Mean absolute error (MAE) and root mean square error (RMSE) describe the model deviations with the same units as Chl a (i.e., μg l−1). Mean absolute percent error (MA%E ) is a dimensionless measure ranging from 0 to infinity. The MA%E value of 0 indicates that the simulation Chl a exactly agrees with the measured Chl a. Three correlation-based measures were used, including the coefficient of determination (r 2), index of agreement (d), and Nash–Sutcliffe efficiency coefficient (NSE). Higher values of these three indicators imply better model fit. More details about these model fit indicators can be found in previous studies (e.g., Harmel and Smith 2007; Krause et al. 2005; Nash and Sutcliffe 1970).

Model validation

A cross-validation approach was used by partitioning the dataset into the training, testing and validation datasets. In the ANN_Poyang model, the full dataset included 344 samples. The data of the first 51 samples were used for validation. Then, the data of sequence samples (52–102, 103–153, 154–204, 205–255, 256–306, and 307–344) were used in turn for validation. This cross-validation strategy ensured that the data of each sample have been used for validation, and improved the stability of the ANN model developed with a limited amount of data. The Chl a output of ANN_Poyang was the mean Chl a output of seven ANN models in Fig. 3. This cross-validation strategy was also used for both ANN_Upstream and ANN_Downstream. Further details about this cross-validation method can be found in previous studies (Burden et al. 1997; Huang et al. 2014; Stone 1974).

Fig. 3
figure 3

Procedure of the cross-validation used in ANN_Poyang (redrawn from Huang et al. 2014). n represents the sampling number, ANN i (i = 1, …, 7) represents an ANN model

Sensitivity analysis

One of the sensitivity analysis methods (mentioned as ‘Perturb’ method in Gevrey et al. 2003) was used to quantify the contributions of the environmental variables on the phytoplankton dynamics in different areas of Lake Poyang. In the sensitivity analysis, each input variable at each sampling site was changed by 10 %, while all other variables were kept fixed. All the input variables in ANN_Downstream and ANN_Upstream were tested. Thus, 14 simulations were simulated and compared with the base simulation (without changing any input variable) for each ANN model. The sensitivity value of each testing variable (Sa) was calculated by the relative change of the simulation Chl a due to its 10 % change:

$$\text{Sa} = \frac{{|C_{i}^{\text{Test}} - C_{i}^{\text{Base}} |}}{{C_{i}^{\text{Base}} 10\;\% }},$$
(2)

where \(C_{i}^{\text{Test}}\) and \(C_{i}^{\text{Base}}\) are the simulation Chl a of sample i from the test simulation and base simulation, respectively. A variable with a higher sensitivity value implies that it is more important for phytoplankton dynamics.

Results

ANN model development

Some results from the ANN model development can be listed as follows:

  • K-means clustering The k-means clustering process resulted in two groups (sites 1–8 and 9–17 in Fig. 2). Sites 1–8 are located in the downstream area of Lake Poyang, and sites 9–17 are located in upstream area (Fig. 2).

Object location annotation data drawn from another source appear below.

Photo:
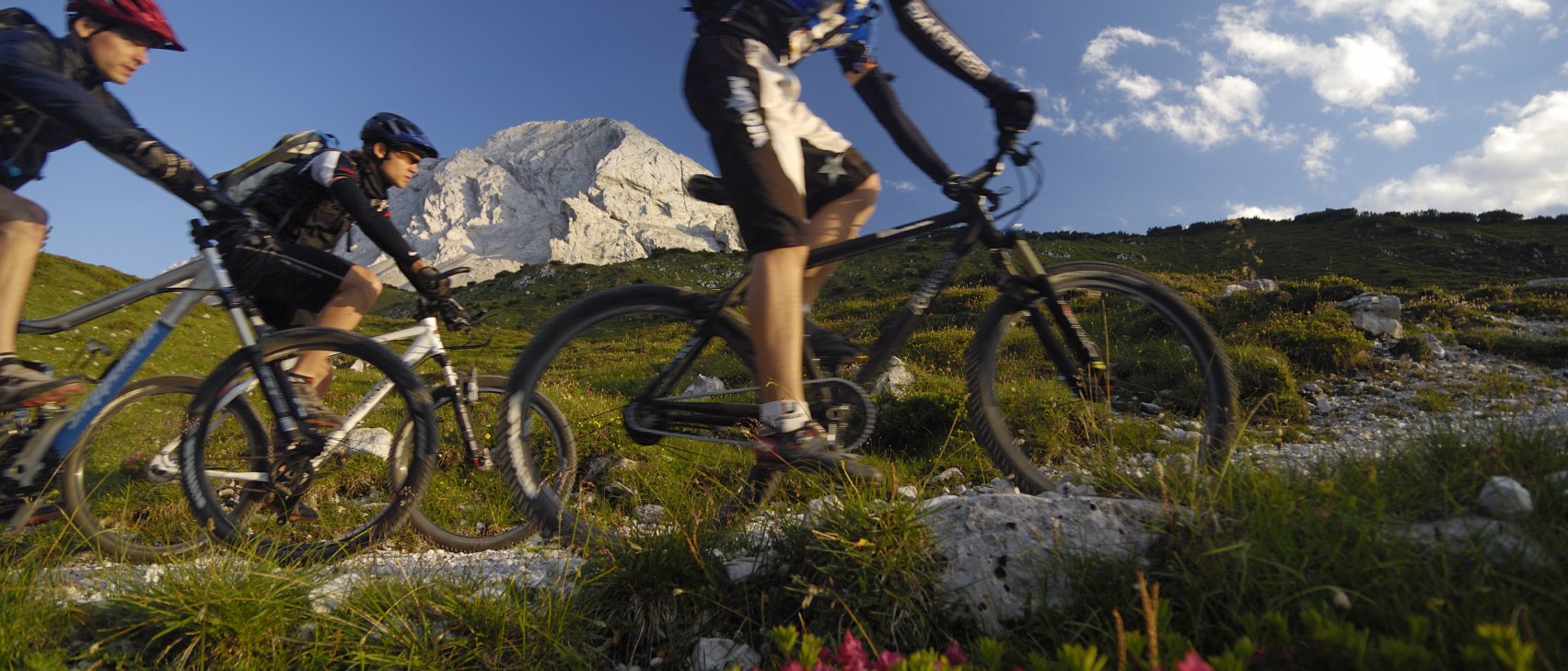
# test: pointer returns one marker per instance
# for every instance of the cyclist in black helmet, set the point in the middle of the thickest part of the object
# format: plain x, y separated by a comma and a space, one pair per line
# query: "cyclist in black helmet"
796, 184
53, 95
292, 273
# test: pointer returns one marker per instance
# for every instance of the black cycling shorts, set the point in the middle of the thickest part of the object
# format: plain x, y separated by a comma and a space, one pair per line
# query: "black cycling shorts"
285, 281
780, 162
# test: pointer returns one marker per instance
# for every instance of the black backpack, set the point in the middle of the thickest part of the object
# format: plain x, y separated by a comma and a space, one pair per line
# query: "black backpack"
290, 151
24, 160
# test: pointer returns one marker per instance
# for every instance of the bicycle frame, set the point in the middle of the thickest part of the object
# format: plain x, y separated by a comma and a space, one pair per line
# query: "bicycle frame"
427, 345
58, 434
1024, 280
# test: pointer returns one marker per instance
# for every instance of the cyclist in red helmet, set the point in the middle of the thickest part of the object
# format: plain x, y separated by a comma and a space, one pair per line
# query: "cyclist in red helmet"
52, 95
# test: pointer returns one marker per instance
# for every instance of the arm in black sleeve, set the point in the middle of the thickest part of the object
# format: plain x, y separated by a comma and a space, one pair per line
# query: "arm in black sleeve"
938, 42
375, 223
876, 89
29, 74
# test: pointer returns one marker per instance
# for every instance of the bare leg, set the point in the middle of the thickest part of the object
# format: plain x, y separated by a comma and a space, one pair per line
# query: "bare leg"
22, 226
776, 325
354, 300
834, 223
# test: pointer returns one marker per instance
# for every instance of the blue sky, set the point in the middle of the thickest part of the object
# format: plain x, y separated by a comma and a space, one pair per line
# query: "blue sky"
1151, 113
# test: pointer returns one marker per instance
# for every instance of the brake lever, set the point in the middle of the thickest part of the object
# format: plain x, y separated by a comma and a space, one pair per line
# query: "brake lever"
1023, 154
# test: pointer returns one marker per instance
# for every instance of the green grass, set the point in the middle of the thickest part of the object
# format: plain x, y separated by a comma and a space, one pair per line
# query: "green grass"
1256, 570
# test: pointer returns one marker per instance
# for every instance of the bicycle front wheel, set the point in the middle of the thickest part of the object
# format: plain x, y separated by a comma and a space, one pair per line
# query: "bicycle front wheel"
468, 507
1161, 381
657, 441
118, 481
334, 494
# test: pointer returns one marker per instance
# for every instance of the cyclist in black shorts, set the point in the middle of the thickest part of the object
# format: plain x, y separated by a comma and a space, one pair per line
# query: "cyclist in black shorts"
52, 95
796, 184
290, 270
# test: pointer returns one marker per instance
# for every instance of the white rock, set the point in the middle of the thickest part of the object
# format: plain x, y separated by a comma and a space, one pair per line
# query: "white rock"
584, 191
1001, 546
1504, 499
1376, 314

  • Multicollinearity analysis The multicollinearity analysis results showed that the variable of WL has a condition index of 17.3, implying a multicollinearity problem. This multicollinearity problem was overcome by excluding the variable of WL. There was no severe multicollinearity problem in the models using six variables without WL (Fig. 2).

  • Node number for hidden layer Eight nodes for the hidden layer were found to be the optimal selection for these three ANN models using a trial-and-error approach (Sect. “Model architecture”).

  • Model training During the ANN model training process, none of the ANN models reached the goal and maximum iterations.

Chlorophyll a dynamics

Six model fit indicators were used to evaluate the model performances of ANN_Poyang, ANN_Downstream and ANN_Upstream (Table 3). The ANN_Downstream model well predicted the Chl a in the downstream area of Lake Poyang, with relatively high values of r 2, d and NSE. Its model fit was significantly better than that of ANN_Poyang. The model fit of ANN_Upstream was slightly better than that of ANN_Poyang.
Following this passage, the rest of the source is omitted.